Differential head calculation

[srisua]

Dear Seniors,

I am using HFO as media. While calculating the pump head, i calculated pressure drop in MWC and the same i converted in MLC by using the following formulae

MLC = MWC x Specific gravity of fluid.

I have used the above formulae for all my calculations. But one of my consultant commented as MLC = MWC/ specific gravity of fluid.

Now you are reqeusted to please suggest me which one is correct.

Thanks in advance

Srinivas

 

[quark]

Rho_L x g x H _L = Rho_W x g x H _W

Hope, you can do rest of the calculation.

PS: Check all your calculations.

 

[LittleInch]

If your SG is <1, then to achieve the same pressure / equivalent water column at the foot of your column, the height needs to be higher.
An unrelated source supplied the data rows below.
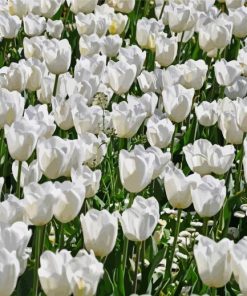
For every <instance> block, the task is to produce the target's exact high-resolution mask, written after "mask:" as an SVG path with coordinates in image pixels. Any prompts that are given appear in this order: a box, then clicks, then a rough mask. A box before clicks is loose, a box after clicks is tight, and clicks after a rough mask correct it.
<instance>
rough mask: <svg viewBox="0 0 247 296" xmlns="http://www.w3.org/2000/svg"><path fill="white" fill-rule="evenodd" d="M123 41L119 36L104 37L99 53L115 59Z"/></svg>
mask: <svg viewBox="0 0 247 296" xmlns="http://www.w3.org/2000/svg"><path fill="white" fill-rule="evenodd" d="M122 42H123V39H122V38H121V37H120V36H119V35H108V36H104V37H103V38H102V40H101V50H100V51H101V53H102V54H105V55H106V56H108V57H110V58H112V57H115V56H116V55H117V54H118V52H119V49H120V47H121V45H122Z"/></svg>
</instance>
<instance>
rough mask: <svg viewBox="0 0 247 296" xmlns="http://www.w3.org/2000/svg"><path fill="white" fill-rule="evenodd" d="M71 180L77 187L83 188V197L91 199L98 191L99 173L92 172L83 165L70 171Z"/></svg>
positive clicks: (96, 170) (100, 172)
mask: <svg viewBox="0 0 247 296" xmlns="http://www.w3.org/2000/svg"><path fill="white" fill-rule="evenodd" d="M71 180H72V182H73V183H75V184H78V186H79V185H80V186H84V187H85V197H86V198H90V197H93V196H94V195H95V194H96V193H97V192H98V190H99V187H100V180H101V171H100V170H95V171H92V170H91V169H90V168H89V167H88V166H86V165H83V166H81V167H79V168H77V170H75V169H73V168H72V170H71Z"/></svg>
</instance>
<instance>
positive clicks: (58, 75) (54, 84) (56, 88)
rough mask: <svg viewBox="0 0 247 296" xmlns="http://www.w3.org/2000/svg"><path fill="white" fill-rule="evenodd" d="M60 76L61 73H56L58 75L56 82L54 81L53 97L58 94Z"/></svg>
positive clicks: (55, 77) (57, 76) (57, 75)
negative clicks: (58, 80) (57, 90)
mask: <svg viewBox="0 0 247 296" xmlns="http://www.w3.org/2000/svg"><path fill="white" fill-rule="evenodd" d="M58 77H59V75H58V74H56V77H55V82H54V88H53V93H52V95H53V97H55V96H56V94H57V84H58Z"/></svg>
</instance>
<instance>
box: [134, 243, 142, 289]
mask: <svg viewBox="0 0 247 296" xmlns="http://www.w3.org/2000/svg"><path fill="white" fill-rule="evenodd" d="M141 245H142V243H141V242H140V243H137V244H136V261H135V274H134V282H133V293H134V294H136V290H137V275H138V265H139V259H140V251H141Z"/></svg>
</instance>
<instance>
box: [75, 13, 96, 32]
mask: <svg viewBox="0 0 247 296" xmlns="http://www.w3.org/2000/svg"><path fill="white" fill-rule="evenodd" d="M75 21H76V28H77V31H78V33H79V35H80V36H81V35H84V34H85V35H91V34H93V33H95V31H96V23H97V18H96V16H95V14H94V13H89V14H84V13H82V12H79V13H78V14H77V15H75Z"/></svg>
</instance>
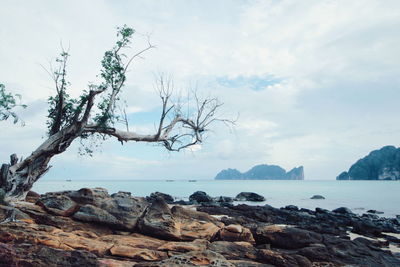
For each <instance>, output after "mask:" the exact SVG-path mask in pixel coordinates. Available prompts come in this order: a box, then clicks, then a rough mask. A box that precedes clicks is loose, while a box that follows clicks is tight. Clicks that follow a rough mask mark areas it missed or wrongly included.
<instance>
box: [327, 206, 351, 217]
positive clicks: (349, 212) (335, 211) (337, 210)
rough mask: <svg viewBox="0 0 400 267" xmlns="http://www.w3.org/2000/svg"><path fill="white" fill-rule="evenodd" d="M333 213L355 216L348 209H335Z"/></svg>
mask: <svg viewBox="0 0 400 267" xmlns="http://www.w3.org/2000/svg"><path fill="white" fill-rule="evenodd" d="M332 212H335V213H339V214H344V215H353V214H354V213H353V212H352V211H351V210H350V209H349V208H346V207H340V208H337V209H334V210H332Z"/></svg>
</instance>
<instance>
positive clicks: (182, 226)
mask: <svg viewBox="0 0 400 267" xmlns="http://www.w3.org/2000/svg"><path fill="white" fill-rule="evenodd" d="M216 223H217V220H216V219H215V218H213V217H211V216H210V215H208V214H206V213H202V212H197V211H191V210H185V209H183V208H182V207H178V206H175V207H173V209H172V210H171V209H170V208H169V207H168V205H167V204H166V203H165V201H164V199H162V198H157V199H156V201H155V202H153V203H152V204H151V206H150V207H149V208H148V209H147V210H146V212H145V214H144V216H143V217H142V218H141V219H140V221H139V224H138V226H139V231H140V232H141V233H143V234H147V235H150V236H155V237H159V238H162V239H167V240H182V241H190V240H195V239H207V240H210V239H211V238H213V237H214V236H215V235H216V233H217V232H218V231H219V229H220V227H219V226H217V225H216Z"/></svg>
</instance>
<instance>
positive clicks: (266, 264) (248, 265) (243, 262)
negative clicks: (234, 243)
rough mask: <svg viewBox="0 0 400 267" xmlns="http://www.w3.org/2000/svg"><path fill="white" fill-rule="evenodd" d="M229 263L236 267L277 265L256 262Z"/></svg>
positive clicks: (267, 265) (269, 266)
mask: <svg viewBox="0 0 400 267" xmlns="http://www.w3.org/2000/svg"><path fill="white" fill-rule="evenodd" d="M229 262H230V263H232V264H233V265H235V266H236V267H276V266H275V265H271V264H266V263H259V262H256V261H244V260H230V261H229Z"/></svg>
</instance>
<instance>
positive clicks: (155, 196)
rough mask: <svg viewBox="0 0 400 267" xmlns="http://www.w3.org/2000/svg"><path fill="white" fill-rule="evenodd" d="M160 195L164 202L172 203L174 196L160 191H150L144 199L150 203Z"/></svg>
mask: <svg viewBox="0 0 400 267" xmlns="http://www.w3.org/2000/svg"><path fill="white" fill-rule="evenodd" d="M158 197H161V198H163V199H164V201H165V202H167V203H168V204H172V203H173V202H174V198H173V197H172V196H171V195H168V194H165V193H161V192H154V193H151V194H150V196H148V197H146V200H147V201H148V202H150V203H152V202H154V201H155V200H156V198H158Z"/></svg>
however calculating pressure drop using water is also not the best as the viscosity of the fluid has a distinct impact on pressure drop.
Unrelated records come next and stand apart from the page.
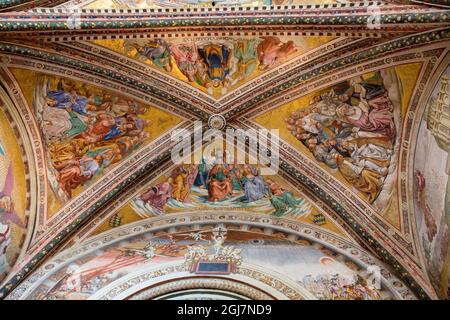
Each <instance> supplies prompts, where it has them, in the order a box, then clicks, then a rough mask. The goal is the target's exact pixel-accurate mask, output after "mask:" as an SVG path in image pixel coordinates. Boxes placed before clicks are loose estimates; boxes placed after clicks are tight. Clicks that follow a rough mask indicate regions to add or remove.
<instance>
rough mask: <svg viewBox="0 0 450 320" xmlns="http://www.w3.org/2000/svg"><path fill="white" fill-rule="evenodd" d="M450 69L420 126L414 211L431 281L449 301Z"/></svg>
mask: <svg viewBox="0 0 450 320" xmlns="http://www.w3.org/2000/svg"><path fill="white" fill-rule="evenodd" d="M449 97H450V66H448V67H447V68H446V70H445V71H444V72H443V74H442V76H441V77H440V78H439V81H438V82H437V84H436V86H435V88H434V90H433V91H432V94H431V98H430V100H429V101H428V103H427V105H426V109H425V112H424V114H423V118H422V120H421V122H420V128H419V133H418V137H417V143H416V150H415V154H414V172H413V175H414V194H413V197H414V210H415V214H416V222H417V229H418V232H419V240H420V244H421V246H422V250H423V253H424V258H425V264H426V268H427V271H428V274H429V277H430V281H431V283H432V284H433V286H434V288H435V289H436V292H437V293H438V295H439V296H440V297H441V298H442V299H444V298H448V297H450V291H449V290H450V289H449V288H450V286H449V283H450V277H449V274H450V179H449V174H450V156H449V152H450V98H449Z"/></svg>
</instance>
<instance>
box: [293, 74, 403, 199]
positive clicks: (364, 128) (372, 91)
mask: <svg viewBox="0 0 450 320" xmlns="http://www.w3.org/2000/svg"><path fill="white" fill-rule="evenodd" d="M393 109H394V108H393V105H392V103H391V101H390V99H389V96H388V93H387V90H386V88H385V87H384V84H383V79H382V77H381V74H380V73H379V72H375V73H374V74H373V75H372V76H371V77H369V78H367V79H363V78H362V77H356V78H353V79H351V80H349V81H345V82H342V83H339V84H337V85H335V86H333V87H332V88H329V89H328V90H327V91H326V92H324V93H321V95H320V96H316V97H314V98H313V99H312V100H311V102H310V105H309V106H306V107H305V108H302V109H299V110H297V111H295V112H293V113H292V114H291V115H290V116H289V117H288V118H287V119H286V123H287V125H288V129H289V130H290V131H291V133H292V135H294V136H295V137H296V138H297V139H298V140H299V141H301V142H302V143H303V144H304V145H305V147H307V148H308V150H309V151H310V152H311V154H312V155H313V156H314V158H315V159H316V160H317V161H319V162H323V163H325V164H326V165H327V166H328V167H330V168H331V169H335V170H338V171H339V172H340V173H341V175H342V176H343V177H344V178H345V179H346V180H347V181H348V182H349V183H350V184H352V186H353V187H355V188H356V189H357V190H359V191H360V192H362V193H364V194H365V195H366V197H367V201H368V202H370V203H372V202H374V201H375V199H376V198H377V196H378V194H379V192H380V190H381V189H382V187H383V182H384V180H385V177H386V176H387V175H388V172H389V166H390V163H391V157H392V155H393V153H394V152H393V147H394V141H395V138H396V136H397V132H396V126H395V122H394V114H393V111H394V110H393Z"/></svg>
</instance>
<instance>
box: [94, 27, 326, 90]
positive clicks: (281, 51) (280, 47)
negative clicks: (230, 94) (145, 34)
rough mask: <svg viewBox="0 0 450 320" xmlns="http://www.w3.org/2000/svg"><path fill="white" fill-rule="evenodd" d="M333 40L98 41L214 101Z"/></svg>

It seems you're trying to do this very simply and not understanding the basic physics behind this.

Check lots of times before you buy the pump!



My motto: Learn something new every day

Also: There's usually a good reason why everyone does it that way

 

[srisua]

Dear Mr. Quark & Little Inch,

Thanks for your explanation. The following is understood from your formulae

As G is gets cancel (HL = HW x Rho water/ Rho liquid). This means always Meter Liquid column height is more than Meter water column if specific gravity of fluid less than 1.
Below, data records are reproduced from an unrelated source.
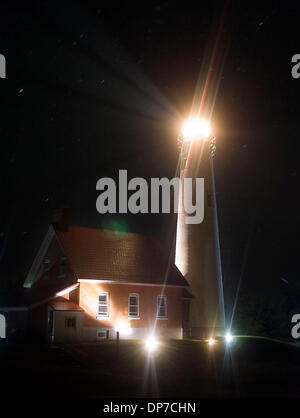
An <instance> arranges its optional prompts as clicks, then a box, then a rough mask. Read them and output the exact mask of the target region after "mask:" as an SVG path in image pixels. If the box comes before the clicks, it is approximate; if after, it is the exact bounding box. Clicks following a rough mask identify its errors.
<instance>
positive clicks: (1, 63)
mask: <svg viewBox="0 0 300 418" xmlns="http://www.w3.org/2000/svg"><path fill="white" fill-rule="evenodd" d="M0 78H6V59H5V56H4V55H2V54H0Z"/></svg>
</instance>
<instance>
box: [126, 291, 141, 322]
mask: <svg viewBox="0 0 300 418" xmlns="http://www.w3.org/2000/svg"><path fill="white" fill-rule="evenodd" d="M138 316H139V295H137V294H136V293H131V294H130V295H129V297H128V317H129V318H138Z"/></svg>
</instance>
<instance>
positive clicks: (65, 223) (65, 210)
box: [52, 206, 70, 232]
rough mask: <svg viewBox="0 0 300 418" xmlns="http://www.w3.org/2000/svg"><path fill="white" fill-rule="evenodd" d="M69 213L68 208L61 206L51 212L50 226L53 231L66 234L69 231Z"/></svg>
mask: <svg viewBox="0 0 300 418" xmlns="http://www.w3.org/2000/svg"><path fill="white" fill-rule="evenodd" d="M69 213H70V208H69V207H66V206H63V207H61V208H58V209H54V211H53V220H52V224H53V226H54V228H55V229H57V230H58V231H62V232H67V231H68V229H69Z"/></svg>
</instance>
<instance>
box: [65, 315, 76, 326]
mask: <svg viewBox="0 0 300 418" xmlns="http://www.w3.org/2000/svg"><path fill="white" fill-rule="evenodd" d="M65 327H66V328H76V318H75V317H73V318H66V319H65Z"/></svg>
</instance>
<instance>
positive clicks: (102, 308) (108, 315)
mask: <svg viewBox="0 0 300 418" xmlns="http://www.w3.org/2000/svg"><path fill="white" fill-rule="evenodd" d="M108 308H109V306H108V293H107V292H101V293H100V294H99V303H98V316H100V317H101V318H108V317H109V309H108Z"/></svg>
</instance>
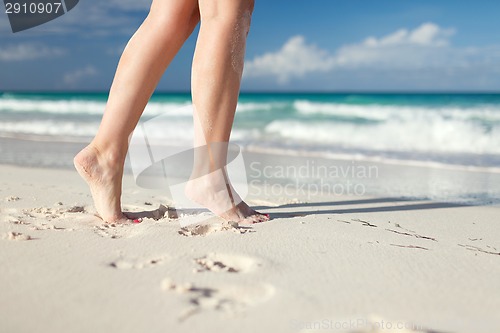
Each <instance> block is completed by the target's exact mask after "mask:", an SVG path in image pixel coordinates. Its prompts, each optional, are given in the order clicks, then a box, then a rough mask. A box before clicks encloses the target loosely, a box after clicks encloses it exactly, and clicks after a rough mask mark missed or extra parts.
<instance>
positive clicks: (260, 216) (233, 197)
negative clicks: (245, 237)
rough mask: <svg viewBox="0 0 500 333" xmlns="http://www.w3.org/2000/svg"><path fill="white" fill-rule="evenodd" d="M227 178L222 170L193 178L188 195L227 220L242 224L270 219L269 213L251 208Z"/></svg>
mask: <svg viewBox="0 0 500 333" xmlns="http://www.w3.org/2000/svg"><path fill="white" fill-rule="evenodd" d="M226 179H227V175H225V174H223V173H222V171H221V170H219V171H216V172H213V173H210V174H208V175H205V176H202V177H199V178H195V179H191V180H189V181H188V183H187V185H186V190H185V192H186V196H187V197H188V198H189V199H191V200H192V201H194V202H196V203H198V204H200V205H202V206H203V207H205V208H208V209H209V210H210V211H211V212H213V213H214V214H216V215H218V216H220V217H221V218H223V219H224V220H226V221H233V222H238V223H240V224H253V223H259V222H265V221H269V215H268V214H262V213H259V212H257V211H255V210H253V209H252V208H250V207H249V206H248V205H247V204H246V203H245V202H244V201H243V200H242V199H241V198H240V196H239V195H238V194H237V193H236V191H235V190H234V188H233V187H232V186H231V184H228V183H227V181H226Z"/></svg>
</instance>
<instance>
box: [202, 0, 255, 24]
mask: <svg viewBox="0 0 500 333" xmlns="http://www.w3.org/2000/svg"><path fill="white" fill-rule="evenodd" d="M206 1H208V2H211V3H210V4H209V5H206V6H200V13H201V22H202V23H214V24H217V25H219V26H221V27H227V28H231V29H233V28H234V27H235V26H236V27H242V28H244V29H245V30H247V31H248V29H249V28H250V23H251V18H252V13H253V10H254V5H255V1H254V0H228V1H226V0H205V1H200V4H201V3H203V2H206Z"/></svg>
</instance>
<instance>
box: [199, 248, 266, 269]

The above complies the statement of Mr. Little inch.

Thanks a lot

Regards
Srinivas

 

[electricpete]

This means always Meter Liquid column height is more than Meter water column if specific gravity of fluid less than 1.

Not sure what you're saying. If you have two columns which both have a height of 1 meter, then they have the same height / head (one meter). The one with lower sg has lower corresponding [differential] pressure [from bottom to top]

=====================================
(2B)+(2B)' ?